Fourier's discovery remained in the background of science for more than a century, and only in the 60s of the XX century did it gets deserved attention after the publication of the computer algorithm for the calculation of the so-called Fast Fourier Transform (FFT) [1]. After that point, Fourier analysis became a fundamental scientific tool with enormous application in all fields of science and engineering.
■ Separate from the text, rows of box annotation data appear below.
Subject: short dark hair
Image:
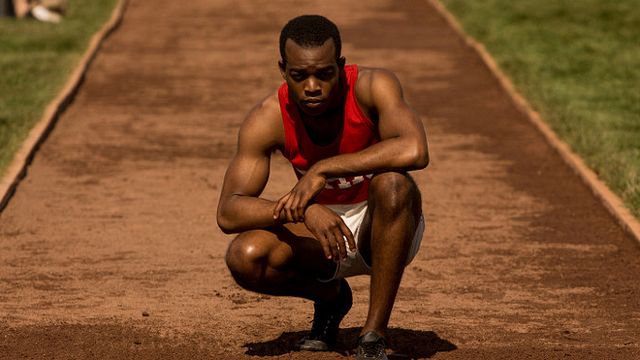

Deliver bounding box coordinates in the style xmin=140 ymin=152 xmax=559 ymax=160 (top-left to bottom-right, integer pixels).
xmin=280 ymin=15 xmax=342 ymax=63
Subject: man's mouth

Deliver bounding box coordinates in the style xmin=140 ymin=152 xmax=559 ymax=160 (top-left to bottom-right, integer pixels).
xmin=302 ymin=99 xmax=325 ymax=108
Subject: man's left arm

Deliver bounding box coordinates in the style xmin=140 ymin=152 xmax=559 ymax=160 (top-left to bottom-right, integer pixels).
xmin=274 ymin=70 xmax=429 ymax=221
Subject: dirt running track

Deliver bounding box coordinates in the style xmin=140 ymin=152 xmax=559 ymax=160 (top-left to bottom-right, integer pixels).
xmin=0 ymin=0 xmax=640 ymax=359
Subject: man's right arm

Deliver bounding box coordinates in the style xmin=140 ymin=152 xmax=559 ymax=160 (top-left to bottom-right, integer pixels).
xmin=217 ymin=96 xmax=284 ymax=234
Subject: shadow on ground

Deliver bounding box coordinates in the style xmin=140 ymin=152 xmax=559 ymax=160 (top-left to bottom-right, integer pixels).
xmin=243 ymin=327 xmax=457 ymax=359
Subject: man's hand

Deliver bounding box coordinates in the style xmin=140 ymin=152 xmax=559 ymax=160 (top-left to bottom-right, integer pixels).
xmin=304 ymin=204 xmax=356 ymax=260
xmin=273 ymin=169 xmax=327 ymax=222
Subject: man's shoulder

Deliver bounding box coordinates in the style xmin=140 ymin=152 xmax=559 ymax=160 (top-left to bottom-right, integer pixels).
xmin=356 ymin=66 xmax=400 ymax=107
xmin=241 ymin=92 xmax=284 ymax=150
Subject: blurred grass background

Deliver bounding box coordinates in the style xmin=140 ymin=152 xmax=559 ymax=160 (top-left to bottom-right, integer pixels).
xmin=441 ymin=0 xmax=640 ymax=217
xmin=0 ymin=0 xmax=117 ymax=176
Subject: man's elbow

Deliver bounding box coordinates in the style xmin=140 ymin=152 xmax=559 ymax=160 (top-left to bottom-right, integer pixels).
xmin=216 ymin=209 xmax=238 ymax=234
xmin=411 ymin=145 xmax=429 ymax=170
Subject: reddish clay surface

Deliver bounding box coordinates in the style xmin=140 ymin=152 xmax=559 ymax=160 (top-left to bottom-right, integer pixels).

One of the most fundamental advantages of the Fourier transform is its localization in frequency space, i.e., the basis functions (sine and cosine) have precisely defined frequencies. Therefore, the Fourier spectrum is very convenient when an arbitrary signal has to be studied from a frequency point of view. Paradoxically, this also leads to the biggest drawback of the Fourier transform – its lack of information about the frequency content in time. It is because the harmonic functions are infinite, periodic, and non-damping and are therefore not localized to a particular moment in time. By looking at the spectrum, we can tell what frequencies the signal contains, but we don't know at which moment they appear. The latter is very important when we have to study non-stationary processes, such as the majority of the phenomena in physics and, in general, in the natural sciences. We need to know not just the frequency content of the signal but also how it changes over time. Other methods have been developed in modern science, allowing a more in-depth analysis of such phenomena.

Wavelet transform

The idea of the Wavelet Transform (WT) originated nearly a century ago, and its actual development and precise mathematical formulation continued in the 1980s and 1990s. The name comes from the English word wavelet, which literally means a small wave.
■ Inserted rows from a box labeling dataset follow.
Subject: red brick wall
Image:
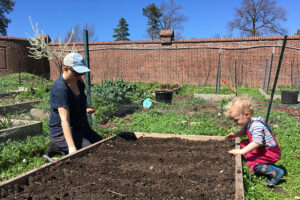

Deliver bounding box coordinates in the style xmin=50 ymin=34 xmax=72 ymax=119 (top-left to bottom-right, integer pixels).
xmin=0 ymin=36 xmax=50 ymax=76
xmin=0 ymin=36 xmax=300 ymax=87
xmin=50 ymin=36 xmax=300 ymax=87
The essence of the method consists of the convolution of the studied signal with a time-translated and scaled version of the selected mother wavelet [5][6]. Its most important property is to be well localized in time (or space) and frequency. Thus, a sufficient resolution is ensured in both time and scale. As a consequence of WT, studying a one-dimensional data series, we obtain a two-dimensional power spectrum. It is like observing the signal through an optical magnifying glass with a frequency response consisting of the mother wavelet and translating the data sequence from beginning to end. In the next step, we change the wavelet scale, continue the procedure, and so on. After repeating the described process for all selected scales, we build the two-dimensional wavelet representation of the signal. The following figure shows some of the most commonly used mother wavelets.
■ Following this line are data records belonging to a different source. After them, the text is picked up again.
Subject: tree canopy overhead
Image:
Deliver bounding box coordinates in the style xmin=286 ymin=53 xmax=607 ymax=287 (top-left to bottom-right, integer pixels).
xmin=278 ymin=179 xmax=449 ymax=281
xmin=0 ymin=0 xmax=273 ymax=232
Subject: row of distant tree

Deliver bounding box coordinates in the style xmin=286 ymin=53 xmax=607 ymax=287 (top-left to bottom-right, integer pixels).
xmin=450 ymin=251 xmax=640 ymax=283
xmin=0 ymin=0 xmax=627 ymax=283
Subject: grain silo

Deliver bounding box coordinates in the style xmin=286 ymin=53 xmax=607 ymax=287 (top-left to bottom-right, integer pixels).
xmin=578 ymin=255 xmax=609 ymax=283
The following figures demonstrate some typical signals and their Wavelet Power Spectrum.

WT finds many applications in today's science in studying non-stationary phenomena in geophysics, astrophysics, acoustics, optics, medicine, economics, biology, etc. An application of WT is in data filtration and compression. The algorithms underlying the JPEG2000 standard use the Wavelet transform.

Reference

1. Cooley J., Tukey J. An algorithm for the machine calculation of complex Fourier series, Mathematics of Computation, Vol. 19, pp. 297-301, 1965.
2. Fourier J. Mémoire sur la propagation de la chaleur dans les corps solides, 1807.
3. Fourier J. Théorie analytique de la chaleur, F. Didot père et fils (Paris), No. 24, 1822.
4. Max J. Methodes et techniques de traitement du signal et applications aux mesures physiques, Masson, 1981.
5. Torrence C., Compo G. A practical guide to wavelet analysis, Bulletin of the American Meteorological Society, Vol. 79, pp. 61-78, 1998.
6. Астафьева Н. Вейвлет анализ. Основы теории и примеры применения, Успехи Физических Наук, Vol. 166, No.11, pp. 1145-1170, 1996.